The controversy about protein intake is even greater. Many old patients still stay in the old concept of "uremia requires absolutely low protein". They eat plain porridge with vegetables, and in the end they lose weight to only a handful of bones, and their immunity is extremely poor. The current guidelines have long been adjusted: CKD stage 5 patients who have not yet started dialysis must eat a low-protein diet to avoid increasing the burden on the kidneys. ; However, patients who have been undergoing regular dialysis should eat enough high-quality protein, 1.0-1.2g of eggs, milk, and lean meat per kilogram of body weight every day. Otherwise, they are prone to malnutrition, which will affect their survival. In the past, everyone thought that soy products were a taboo for uremia, but now the mainstream view has been relaxed. The high-quality protein of soybeans has a lower phosphorus absorption rate than animal protein. As long as the amount is controlled, it is perfectly fine to eat about 100g of tofu a day. Patients undergoing conservative treatment can reduce the amount appropriately.

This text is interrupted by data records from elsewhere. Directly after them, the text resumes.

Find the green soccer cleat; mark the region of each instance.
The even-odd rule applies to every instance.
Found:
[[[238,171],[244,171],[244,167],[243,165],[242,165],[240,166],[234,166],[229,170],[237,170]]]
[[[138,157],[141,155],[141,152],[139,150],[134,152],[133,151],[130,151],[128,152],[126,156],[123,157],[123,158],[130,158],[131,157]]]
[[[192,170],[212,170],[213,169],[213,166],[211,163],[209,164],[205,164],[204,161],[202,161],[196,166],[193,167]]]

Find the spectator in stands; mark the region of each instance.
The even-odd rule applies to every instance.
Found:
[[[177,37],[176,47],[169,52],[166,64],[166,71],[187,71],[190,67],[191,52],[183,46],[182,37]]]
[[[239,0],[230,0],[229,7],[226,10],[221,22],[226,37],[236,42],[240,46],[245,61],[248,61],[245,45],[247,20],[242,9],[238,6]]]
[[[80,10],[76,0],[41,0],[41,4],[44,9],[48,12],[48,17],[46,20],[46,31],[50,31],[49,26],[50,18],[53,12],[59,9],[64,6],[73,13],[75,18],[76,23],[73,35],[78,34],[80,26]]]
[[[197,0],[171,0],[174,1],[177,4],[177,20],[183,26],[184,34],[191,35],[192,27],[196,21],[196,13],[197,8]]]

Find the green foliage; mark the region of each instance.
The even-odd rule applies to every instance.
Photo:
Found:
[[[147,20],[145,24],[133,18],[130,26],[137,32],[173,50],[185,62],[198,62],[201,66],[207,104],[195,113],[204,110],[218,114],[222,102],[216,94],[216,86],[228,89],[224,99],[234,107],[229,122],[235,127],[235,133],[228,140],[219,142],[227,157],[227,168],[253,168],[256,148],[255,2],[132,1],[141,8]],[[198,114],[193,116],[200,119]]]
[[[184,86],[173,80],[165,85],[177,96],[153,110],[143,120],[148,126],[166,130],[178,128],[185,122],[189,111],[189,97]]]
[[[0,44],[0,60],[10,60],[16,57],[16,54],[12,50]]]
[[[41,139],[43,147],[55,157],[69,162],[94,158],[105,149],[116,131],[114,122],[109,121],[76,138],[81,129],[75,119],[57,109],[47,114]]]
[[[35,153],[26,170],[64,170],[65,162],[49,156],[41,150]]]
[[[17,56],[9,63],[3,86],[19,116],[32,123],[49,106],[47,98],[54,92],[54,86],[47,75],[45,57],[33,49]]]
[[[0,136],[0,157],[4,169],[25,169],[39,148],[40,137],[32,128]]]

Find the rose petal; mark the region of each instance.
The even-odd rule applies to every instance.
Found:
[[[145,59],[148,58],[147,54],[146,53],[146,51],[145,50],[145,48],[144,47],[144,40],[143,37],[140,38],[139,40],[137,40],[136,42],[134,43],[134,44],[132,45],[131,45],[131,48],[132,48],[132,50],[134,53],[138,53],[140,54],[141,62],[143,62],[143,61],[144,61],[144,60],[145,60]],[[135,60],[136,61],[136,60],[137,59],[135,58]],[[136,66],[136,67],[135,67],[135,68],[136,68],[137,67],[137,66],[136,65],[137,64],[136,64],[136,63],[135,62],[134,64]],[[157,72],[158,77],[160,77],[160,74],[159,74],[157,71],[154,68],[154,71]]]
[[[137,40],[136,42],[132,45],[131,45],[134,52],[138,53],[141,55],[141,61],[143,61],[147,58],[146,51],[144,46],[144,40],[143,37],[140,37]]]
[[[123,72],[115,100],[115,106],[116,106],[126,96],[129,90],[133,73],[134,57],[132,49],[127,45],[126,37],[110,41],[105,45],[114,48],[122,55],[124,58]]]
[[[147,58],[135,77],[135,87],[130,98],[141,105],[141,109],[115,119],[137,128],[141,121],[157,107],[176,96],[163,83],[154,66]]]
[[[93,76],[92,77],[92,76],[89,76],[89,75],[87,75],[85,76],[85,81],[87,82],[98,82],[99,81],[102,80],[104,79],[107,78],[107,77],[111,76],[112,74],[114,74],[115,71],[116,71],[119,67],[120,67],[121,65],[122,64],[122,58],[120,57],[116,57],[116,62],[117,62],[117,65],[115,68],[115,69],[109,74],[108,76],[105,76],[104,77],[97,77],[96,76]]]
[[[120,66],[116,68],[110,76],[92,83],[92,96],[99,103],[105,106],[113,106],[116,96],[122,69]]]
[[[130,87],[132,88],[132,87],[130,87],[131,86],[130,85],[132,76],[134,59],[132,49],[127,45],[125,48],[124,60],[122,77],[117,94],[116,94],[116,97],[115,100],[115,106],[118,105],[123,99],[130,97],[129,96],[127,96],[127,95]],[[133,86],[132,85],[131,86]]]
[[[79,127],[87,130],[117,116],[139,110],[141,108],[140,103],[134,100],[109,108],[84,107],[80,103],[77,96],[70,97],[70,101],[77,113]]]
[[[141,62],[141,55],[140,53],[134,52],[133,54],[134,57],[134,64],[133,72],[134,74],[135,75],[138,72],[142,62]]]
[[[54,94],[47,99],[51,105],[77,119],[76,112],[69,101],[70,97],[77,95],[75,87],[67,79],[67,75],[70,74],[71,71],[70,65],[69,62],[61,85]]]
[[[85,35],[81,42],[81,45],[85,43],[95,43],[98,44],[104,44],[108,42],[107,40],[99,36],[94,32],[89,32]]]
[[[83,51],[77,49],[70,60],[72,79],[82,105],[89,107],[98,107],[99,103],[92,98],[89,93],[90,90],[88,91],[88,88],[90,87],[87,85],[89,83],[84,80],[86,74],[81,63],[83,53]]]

I have compiled more than 30 follow-up records of dialysis patients who have been on dialysis for more than 10 years. I found that those with stable indicators and long survival periods are not the kind who are completely taboo and dare not eat anything, nor are they those who eat haphazard food. They can "flexibly adjust": high-potassium vegetables can be boiled and then stir-fried, and 30%-50% of the potassium can be removed.; If you really want to eat fruit, cut it into small pieces and soak it in warm water for half an hour. It will also release a lot of potassium. ; Never touch vegetable soup or hot pot soup. The potassium, phosphorus and sodium dissolved in them are much higher than the ingredients themselves. ; If you are greedy, eat half a piece of cake and a mouthful of braised meat. Next time you have your dialysis index checked, if there is no problem, you can eat two more bites next time. There is no need to worry about one bite for half a day.
In the final analysis, dietary taboos are never shackles for patients, but a tool to help you stabilize your goals and live a good life. Everyone's dialysis frequency and residual renal function are different. What is suitable for others may not be suitable for you. Communicate more with your own doctor and monitor indicators frequently, which is much more effective than following a one-size-fits-all list online.